Love the fundamental design idea Kuro. I think it is a large step in the right direction, and I hope the devs will look at your insight and draw from it no matter the outcome. I would like to toss out an idea for your critique. Maybe this gets too complicated but wanted your opinion.
It took a while to go through the whole thread, so if I missed where you addressed this scenario I apologize. Also, maybe this idea just dove-tails yours except changes one of your initial base assumptions (that you made out of necessity); that we would not be required to re-rank each advanced class separately, but that a 50 Gladiator would have full access to both the Paladin and Dark Knight talent trees.
Would there be a possibility of maintaining the original classes in a form that expands the basic functionality of the classes. The initial classes we have now can be adjusted to provide general skills that support the base functions of that type. For example, gladiator is a general tanking class. Archer would be general ranged attack skill support.
A player could choose to follow a specialized, talent tree class at 20, or they could stick to the general class. If they did the advanced class, they would be given the skills of that specialization and everything necessary for the class, but may not have some of the general skills that a generalist would obtain. Traits such as 5% shield bonus, extended guard or parry stance, etc would be available to the general class. Some of the traits or skills could even be shared. (Shield Bash available to Paladin at 35 while 25 for Gladiator) The real balancing would be in the distribution and usage of ability points.
Why leave the original class? It could be used to provide a limited, carefully balanced group of cross-over skills. They would be expensive to slot and of limited ability, but would give the flexibility some of the broader thinking players may want.

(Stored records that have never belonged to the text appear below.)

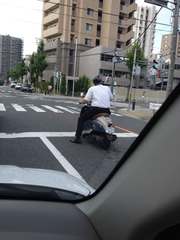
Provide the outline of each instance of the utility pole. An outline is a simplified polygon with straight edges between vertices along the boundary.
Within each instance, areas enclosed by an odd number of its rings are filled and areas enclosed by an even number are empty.
[[[131,108],[131,98],[132,98],[132,87],[133,87],[133,82],[134,82],[134,73],[136,69],[136,56],[137,56],[137,48],[135,47],[134,49],[134,58],[133,58],[133,69],[132,69],[132,74],[131,74],[131,82],[130,82],[130,90],[129,90],[129,106],[128,110]]]
[[[76,65],[77,65],[77,43],[78,39],[75,39],[75,54],[74,54],[74,74],[73,74],[73,88],[72,88],[72,97],[74,97],[74,85],[76,80]]]
[[[114,85],[115,85],[115,78],[116,78],[116,63],[118,63],[118,56],[119,53],[117,52],[117,49],[114,49],[114,54],[112,58],[112,80],[111,80],[111,92],[114,94]]]
[[[175,69],[175,61],[176,61],[176,47],[177,47],[177,33],[178,33],[178,23],[179,23],[179,8],[180,1],[175,1],[175,9],[174,9],[174,22],[173,22],[173,34],[172,34],[172,42],[171,42],[171,58],[170,58],[170,66],[169,66],[169,75],[168,75],[168,84],[166,90],[166,97],[173,90],[173,79],[174,79],[174,69]]]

The general idea would be a three tier system of costs.
AP = Ability Point
General Classes = Classes we have now. (Gladiator, Pugilist, etc)
Specialized Classes = New advanced classes. (Paladin, Dark Knight, etc)

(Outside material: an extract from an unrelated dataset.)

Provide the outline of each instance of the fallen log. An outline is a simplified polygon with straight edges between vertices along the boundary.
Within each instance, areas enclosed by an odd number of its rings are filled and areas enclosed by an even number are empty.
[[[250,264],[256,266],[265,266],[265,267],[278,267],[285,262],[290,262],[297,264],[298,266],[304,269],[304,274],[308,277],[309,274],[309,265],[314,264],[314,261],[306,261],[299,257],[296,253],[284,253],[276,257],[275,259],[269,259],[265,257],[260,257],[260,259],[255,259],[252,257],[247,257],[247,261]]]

The 1st tier would be the immediate class one is using, based on the weapon one is wielding. The player could slot any skill within the immediate tree from 21 to 50 in the class tree and 1 to 21 in the general class tree for the normal AP cost.
The 2nd Tier would be the general class of the tree structure. For Dark Night, the general tree would be the Gladiator class tree, starting from rank 21 and up. These skills could be slotted to specialized classes within the immediate tree for twice the AP cost of the skill.
The 3rd Tier would be the general classes of other class trees OR for a specialized class skill or trait within the same tree structure. For example, a Dark Knight slotting a Pugilist skill/trait OR a Dark Knight slotting a Paladin skill/trait. These skills could be slotted for four times the AP cost.
Skills and Traits for advanced tree branches not within the same tree are not available to be slotted.
I realize this is the same system as you have described with some tweaks. Just wondering if you think an idea like this is feasible, and throwing it out there. If someone wanted to spend crazy AP to slot raise from their 50 Conj to their Paladin, they could, but SE could still subject it to significant cross-class penalties.
Is the grind of a general class on top of a specialized class to much to ask? I know the min-maxers will do it, but would it be too big a turnoff to casuals?